On 2025/08/07 0:29, Laurent Vivier wrote:
A race condition between guest driver actions and QEMU timers can lead
to an assertion failure when the guest switches the e1000e from legacy
interrupt mode to MSI-X. If a legacy interrupt delay timer (TIDV or
RDTR) is active, but the guest enables MSI-X before the timer fires,
the pending interrupt cause can trigger an assert in
`e1000e_intmgr_collect_delayed_causes()`.
The function's assertion (`assert(core->delayed_causes == 0)`)
incorrectly assumes that it's impossible for a legacy delayed interrupt
to be pending once the device is in MSI-X mode.
This behavior is incorrect. On a physical device, a driver-initiated
mode switch would mask interrupts, reconfigure the hardware, and clear
any stale interrupt states. The legacy delay timers (TIDV/RDTR) are not
used for moderation in MSI-X mode; the Interrupt Throttle Rate (ITR)

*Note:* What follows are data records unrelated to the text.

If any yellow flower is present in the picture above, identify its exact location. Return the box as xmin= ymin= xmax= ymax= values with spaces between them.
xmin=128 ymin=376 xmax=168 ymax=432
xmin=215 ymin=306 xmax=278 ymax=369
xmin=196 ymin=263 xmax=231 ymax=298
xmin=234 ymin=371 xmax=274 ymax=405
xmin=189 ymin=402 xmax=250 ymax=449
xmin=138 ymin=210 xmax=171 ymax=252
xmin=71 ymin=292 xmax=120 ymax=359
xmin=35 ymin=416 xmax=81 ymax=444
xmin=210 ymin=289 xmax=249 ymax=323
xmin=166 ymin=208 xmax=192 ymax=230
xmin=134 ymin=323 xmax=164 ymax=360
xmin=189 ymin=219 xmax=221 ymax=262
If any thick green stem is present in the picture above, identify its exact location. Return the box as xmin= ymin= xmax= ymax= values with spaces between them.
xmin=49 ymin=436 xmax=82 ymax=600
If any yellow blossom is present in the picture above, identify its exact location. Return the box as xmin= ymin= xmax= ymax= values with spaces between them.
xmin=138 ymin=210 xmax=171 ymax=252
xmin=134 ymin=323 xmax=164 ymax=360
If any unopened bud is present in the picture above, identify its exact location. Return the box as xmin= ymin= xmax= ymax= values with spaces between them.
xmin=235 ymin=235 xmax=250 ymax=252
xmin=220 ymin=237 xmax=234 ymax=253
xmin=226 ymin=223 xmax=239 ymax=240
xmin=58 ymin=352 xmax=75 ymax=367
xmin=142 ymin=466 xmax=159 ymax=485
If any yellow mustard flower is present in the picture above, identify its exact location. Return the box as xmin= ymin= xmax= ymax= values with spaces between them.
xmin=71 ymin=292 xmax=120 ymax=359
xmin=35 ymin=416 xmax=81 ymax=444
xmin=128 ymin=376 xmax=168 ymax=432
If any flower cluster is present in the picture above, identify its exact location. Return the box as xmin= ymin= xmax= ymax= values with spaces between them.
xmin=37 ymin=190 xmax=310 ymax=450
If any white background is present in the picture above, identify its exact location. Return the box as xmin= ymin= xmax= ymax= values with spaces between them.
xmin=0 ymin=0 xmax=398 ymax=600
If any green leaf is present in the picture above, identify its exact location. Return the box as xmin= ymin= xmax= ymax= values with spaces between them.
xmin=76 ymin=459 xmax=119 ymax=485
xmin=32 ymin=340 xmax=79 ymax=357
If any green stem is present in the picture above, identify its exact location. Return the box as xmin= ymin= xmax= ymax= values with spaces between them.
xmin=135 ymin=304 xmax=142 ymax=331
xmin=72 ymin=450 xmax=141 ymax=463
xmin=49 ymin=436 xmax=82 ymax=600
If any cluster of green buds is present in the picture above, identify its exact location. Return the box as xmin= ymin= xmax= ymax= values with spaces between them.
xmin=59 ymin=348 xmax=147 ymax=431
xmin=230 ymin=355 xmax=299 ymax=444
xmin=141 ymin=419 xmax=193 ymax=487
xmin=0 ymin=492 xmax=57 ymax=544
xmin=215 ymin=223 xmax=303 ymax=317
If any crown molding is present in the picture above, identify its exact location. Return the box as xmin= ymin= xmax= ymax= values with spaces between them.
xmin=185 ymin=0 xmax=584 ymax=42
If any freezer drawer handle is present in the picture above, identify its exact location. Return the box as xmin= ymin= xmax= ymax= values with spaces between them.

mechanism is used instead. Therefore, any pending interrupt from the
old mode should be ignored.
It is true that triggering assertion is incorrect as per:
docs/devel/secure-coding-practices.rst
However, I don't see statements in the datasheet that says mode switch
will clear stale interrupts.
The expression "TIDV/RDTR are not used for moderation in MSI-X mode" is
also unclear. Behaving drivers may indeed use ITR for that purpose, but
the question for us is: what will e1000e do when the guest tries to use
TIDV/RDTR in MSI-X mode anyway? That defines the behavior we need to
implement.
If the datasheet describes the expected behavior with delayed interrupts
in MSI-X, a reference to the datasheet should be made at least in the
patch message. Otherwise, perhaps this "if (msix_enabled(core->owner))"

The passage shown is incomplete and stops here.